Vi a un par de críos con gorras mugrientas que no paraban de merodear entre la gente, así que agarré con fuerza mi caja de música y la resguardé todo cuanto pude.
—Tenga cuidado con esos dos—dijo una anciana que acudía con su marido.
Al fondo se oía sin cesar la banda de música del ejército que amenizaba el desfile. Unos momentos después, resonaron vítores y aplausos y apareció el regimiento de los Highlanders con sus deslumbrantes gaitas. Siempre eran recibidos con enorme júbilo por el público, pues aquellos instrumentos seguían haciendo las delicias de cientos de niños y no tan niños.
Cuando llegaron a mi altura pude contemplar su espléndida vestimenta, el Kilt,  formado por una falda a cuadros verde y morada, camisa blanca y un tirante de tela del mismo color sujetado con un broche por encima del hombro. Una espléndida correa a la cintura y una taleguilla negra al cinto. Completaba su conjunto una boina con una borla encarnada en el centro de la parte superior.
El oficial de mayor graduación caminaba al frente dirigiendo la banda con su bastón de mando girándolo al ritmo de la música mientras las gaitas no paraban de sonar.

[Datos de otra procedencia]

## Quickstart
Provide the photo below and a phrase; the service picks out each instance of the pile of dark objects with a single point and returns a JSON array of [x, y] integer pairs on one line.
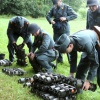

A mediación de la fila me pareció distinguir un rostro familiar. A pesar del tiempo que llevaba sin verle y que el traje y la boina me confundieron durante unos instantes le reconocí enseguida: era el mismo joven del que me enamoré perdidamente aquella mañana en el Támesis.
En aquel momento fue como si el tiempo se detuviese. Me quedé completamente paralizada, sin poder dejar de mirarle.
Ahora que por fin le tenía tan cerca que casi podía tocarle alargando la palma de mi mano, pude comprobar lo increíblemente apuesto que estaba con el traje.

Tengo que reconocer que llegó el momento en que ya no oía ni el desfile. Se había convertido en un susurro lejano del que no distinguía ni la más mínima palabra.